WASHINGTON: Wells Fargo & Co on Friday reported a 50% decline in profit for the fourth quarter as the bank racked up more than $3 billion in costs related to a fake accounts scandal and boosted loan loss reserves for a potential economic slowdown.
The bank’s shares were down nearly 4% in premarket trade.
The fourth-largest US lender reported a profit of 67 cents per share for the quarter ended Dec. 31, compared with $1.38 per share a year earlier. On an adjusted basis, the bank earned 61 cents per share, compared with analysts’ estimates of 66 cents per share, according to Refinitiv IBES data.
Provision for credit losses was $957 million in the quarter, compared with a $452 million release a year earlier.

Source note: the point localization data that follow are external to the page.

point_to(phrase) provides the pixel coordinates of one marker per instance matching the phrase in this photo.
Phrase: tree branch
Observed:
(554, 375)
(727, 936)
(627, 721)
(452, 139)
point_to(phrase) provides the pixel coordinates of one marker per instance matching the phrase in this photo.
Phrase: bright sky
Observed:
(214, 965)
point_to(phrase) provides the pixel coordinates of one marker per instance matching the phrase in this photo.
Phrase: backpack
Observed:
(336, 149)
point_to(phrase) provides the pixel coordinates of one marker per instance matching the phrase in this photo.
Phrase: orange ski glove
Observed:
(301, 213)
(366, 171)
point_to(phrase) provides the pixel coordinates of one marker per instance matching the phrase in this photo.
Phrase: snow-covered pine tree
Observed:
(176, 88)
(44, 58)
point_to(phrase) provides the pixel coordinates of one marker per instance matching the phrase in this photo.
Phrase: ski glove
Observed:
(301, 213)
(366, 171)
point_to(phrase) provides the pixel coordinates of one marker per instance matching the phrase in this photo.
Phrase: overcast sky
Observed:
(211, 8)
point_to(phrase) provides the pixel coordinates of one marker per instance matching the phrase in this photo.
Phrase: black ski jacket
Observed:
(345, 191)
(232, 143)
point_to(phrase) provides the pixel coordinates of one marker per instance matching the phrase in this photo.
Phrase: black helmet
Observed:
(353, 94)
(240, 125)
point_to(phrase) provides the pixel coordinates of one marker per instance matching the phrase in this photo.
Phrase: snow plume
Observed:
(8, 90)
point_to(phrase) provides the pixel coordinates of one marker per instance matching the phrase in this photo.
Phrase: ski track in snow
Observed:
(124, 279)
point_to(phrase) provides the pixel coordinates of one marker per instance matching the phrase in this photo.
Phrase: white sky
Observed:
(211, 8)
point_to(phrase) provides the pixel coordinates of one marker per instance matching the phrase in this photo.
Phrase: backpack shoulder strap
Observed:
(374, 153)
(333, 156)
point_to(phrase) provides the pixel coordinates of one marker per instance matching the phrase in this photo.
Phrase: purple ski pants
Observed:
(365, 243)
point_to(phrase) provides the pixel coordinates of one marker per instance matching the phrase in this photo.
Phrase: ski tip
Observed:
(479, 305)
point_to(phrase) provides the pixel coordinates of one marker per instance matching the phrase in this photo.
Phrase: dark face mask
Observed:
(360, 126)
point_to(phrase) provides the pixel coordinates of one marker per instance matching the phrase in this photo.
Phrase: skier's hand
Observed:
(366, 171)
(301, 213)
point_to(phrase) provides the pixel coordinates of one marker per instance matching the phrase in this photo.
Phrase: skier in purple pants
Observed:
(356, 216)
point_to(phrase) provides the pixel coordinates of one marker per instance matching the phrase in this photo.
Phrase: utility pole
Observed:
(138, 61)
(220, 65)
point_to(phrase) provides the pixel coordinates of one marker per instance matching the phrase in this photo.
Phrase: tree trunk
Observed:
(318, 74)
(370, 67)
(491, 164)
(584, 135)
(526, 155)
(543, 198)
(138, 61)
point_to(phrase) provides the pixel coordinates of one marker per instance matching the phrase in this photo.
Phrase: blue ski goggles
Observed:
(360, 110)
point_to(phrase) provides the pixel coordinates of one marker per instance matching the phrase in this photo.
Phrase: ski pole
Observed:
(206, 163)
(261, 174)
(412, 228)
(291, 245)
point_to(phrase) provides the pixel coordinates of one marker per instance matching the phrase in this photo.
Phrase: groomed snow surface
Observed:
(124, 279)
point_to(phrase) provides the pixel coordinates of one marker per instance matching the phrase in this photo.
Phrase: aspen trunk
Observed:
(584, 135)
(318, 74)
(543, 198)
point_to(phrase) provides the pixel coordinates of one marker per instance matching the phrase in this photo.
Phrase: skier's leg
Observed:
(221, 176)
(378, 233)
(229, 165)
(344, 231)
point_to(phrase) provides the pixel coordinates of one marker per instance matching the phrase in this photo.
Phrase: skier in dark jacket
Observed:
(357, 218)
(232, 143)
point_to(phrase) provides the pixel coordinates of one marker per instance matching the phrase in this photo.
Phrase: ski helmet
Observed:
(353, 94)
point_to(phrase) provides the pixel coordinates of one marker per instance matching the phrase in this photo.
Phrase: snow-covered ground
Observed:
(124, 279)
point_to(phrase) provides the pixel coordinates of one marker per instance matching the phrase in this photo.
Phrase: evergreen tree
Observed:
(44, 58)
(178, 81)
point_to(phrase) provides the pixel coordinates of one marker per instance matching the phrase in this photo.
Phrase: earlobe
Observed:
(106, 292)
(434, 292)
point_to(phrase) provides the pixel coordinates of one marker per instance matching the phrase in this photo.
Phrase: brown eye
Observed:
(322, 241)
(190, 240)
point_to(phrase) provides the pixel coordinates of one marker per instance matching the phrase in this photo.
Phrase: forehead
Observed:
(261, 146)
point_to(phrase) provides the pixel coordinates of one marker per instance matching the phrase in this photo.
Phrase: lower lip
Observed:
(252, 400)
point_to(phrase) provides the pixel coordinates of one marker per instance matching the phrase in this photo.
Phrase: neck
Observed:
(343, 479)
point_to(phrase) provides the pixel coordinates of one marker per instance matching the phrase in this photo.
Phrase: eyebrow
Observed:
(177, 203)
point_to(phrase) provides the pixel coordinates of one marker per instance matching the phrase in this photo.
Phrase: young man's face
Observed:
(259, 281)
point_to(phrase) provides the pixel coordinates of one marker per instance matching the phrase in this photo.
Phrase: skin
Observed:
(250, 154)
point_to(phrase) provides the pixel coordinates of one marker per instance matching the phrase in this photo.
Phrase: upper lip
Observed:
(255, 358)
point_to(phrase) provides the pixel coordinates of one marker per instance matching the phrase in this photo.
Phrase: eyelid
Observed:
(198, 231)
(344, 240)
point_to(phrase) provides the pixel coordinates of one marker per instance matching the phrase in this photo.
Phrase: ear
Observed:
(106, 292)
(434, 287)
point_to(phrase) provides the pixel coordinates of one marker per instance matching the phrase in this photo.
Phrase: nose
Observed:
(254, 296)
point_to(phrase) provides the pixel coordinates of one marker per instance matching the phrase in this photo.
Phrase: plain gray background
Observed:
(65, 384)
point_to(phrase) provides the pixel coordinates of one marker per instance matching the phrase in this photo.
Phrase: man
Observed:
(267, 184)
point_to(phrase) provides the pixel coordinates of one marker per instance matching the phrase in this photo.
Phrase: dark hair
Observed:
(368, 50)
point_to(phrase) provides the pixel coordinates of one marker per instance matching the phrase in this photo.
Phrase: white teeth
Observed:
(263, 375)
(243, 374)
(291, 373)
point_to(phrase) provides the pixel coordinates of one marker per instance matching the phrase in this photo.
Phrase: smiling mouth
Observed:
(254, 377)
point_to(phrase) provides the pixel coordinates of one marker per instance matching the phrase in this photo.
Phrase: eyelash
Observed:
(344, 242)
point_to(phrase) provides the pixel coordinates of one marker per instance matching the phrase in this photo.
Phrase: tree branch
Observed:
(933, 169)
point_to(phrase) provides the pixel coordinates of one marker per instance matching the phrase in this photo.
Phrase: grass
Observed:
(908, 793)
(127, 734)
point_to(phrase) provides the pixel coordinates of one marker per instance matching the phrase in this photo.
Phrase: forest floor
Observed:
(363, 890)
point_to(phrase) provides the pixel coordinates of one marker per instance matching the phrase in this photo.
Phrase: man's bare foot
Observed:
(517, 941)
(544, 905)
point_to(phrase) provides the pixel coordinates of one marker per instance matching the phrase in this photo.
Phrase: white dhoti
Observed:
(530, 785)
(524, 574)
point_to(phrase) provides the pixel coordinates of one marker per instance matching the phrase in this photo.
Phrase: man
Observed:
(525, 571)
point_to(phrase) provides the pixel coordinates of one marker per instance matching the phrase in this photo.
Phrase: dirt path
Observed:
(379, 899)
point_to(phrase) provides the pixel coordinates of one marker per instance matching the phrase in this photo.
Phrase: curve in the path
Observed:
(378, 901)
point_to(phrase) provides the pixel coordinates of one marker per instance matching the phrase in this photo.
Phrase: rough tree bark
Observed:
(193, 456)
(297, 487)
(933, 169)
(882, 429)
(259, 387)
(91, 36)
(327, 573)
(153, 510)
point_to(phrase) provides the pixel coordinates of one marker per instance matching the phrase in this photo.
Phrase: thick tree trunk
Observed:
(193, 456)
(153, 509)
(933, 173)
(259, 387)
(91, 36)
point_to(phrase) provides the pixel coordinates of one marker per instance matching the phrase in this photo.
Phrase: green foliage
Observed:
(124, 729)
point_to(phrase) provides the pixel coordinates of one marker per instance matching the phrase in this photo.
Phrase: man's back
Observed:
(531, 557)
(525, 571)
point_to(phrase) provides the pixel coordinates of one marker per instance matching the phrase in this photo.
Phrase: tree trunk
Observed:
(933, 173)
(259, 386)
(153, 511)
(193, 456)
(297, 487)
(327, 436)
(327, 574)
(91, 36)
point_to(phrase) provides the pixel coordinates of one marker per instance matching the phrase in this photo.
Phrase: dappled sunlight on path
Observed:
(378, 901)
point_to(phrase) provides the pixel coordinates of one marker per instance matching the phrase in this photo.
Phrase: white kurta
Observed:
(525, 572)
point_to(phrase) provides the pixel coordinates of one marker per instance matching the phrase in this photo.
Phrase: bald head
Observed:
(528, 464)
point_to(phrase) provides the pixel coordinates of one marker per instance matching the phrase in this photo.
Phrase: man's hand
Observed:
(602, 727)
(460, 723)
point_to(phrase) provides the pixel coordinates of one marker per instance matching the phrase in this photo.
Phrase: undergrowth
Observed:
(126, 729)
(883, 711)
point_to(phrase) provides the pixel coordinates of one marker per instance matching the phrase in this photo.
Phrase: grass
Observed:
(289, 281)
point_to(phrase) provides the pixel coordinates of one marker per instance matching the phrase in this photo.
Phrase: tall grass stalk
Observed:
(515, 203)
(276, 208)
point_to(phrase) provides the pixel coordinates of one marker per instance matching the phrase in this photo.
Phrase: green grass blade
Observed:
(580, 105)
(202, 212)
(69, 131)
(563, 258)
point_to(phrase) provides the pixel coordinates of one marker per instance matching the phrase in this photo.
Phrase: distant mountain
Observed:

Provision for credit losses in the quarter included a $397 million increase in the allowance for credit losses primarily reflecting loan growth, as well as a less favorable economic environment, the bank said.
Though Wells Fargo’s operating losses were “one-offs” related to litigation and regulatory and customer remediation, its results were disappointing, said Thomas Hayes, chairman and managing member at Great Hill Capital.
“Of the major banks, Wells is the weakest of the reports today. They continue to underwhelm,” he said.
Banks are building up rainy day funds as US Federal Reserve policymakers decide on the future path of interest rates.
After aggressively raising interest rates in an attempt to bring soaring inflation to heel, Fed policymakers say they are encouraged by the recent slowing in jobs and wage growth that could temper inflation.
The outlook for big US banks has been further clouded by the Russia-Ukraine conflict and fading stimulus. Higher borrowing costs have also softened demand for mortgages and car loans, crimping banks’ revenues.
Meanwhile, a slump in dealmaking has weighed on banks’ investment banking businesses, which had a blockbuster 2021.
Wells Fargo is still working to contain the fallout from a six-year-old scandal over its sales practices that led to hefty fines and an asset cap imposed by the Fed on the lender’s ability to expand its balance sheet.
In December, the US Consumer Financial Protection Bureau hit Wells Fargo with the watchdog’s largest ever civil penalty as part of a $3.7 billion agreement to settle charges over widespread mismanagement of car loans, mortgages and bank accounts.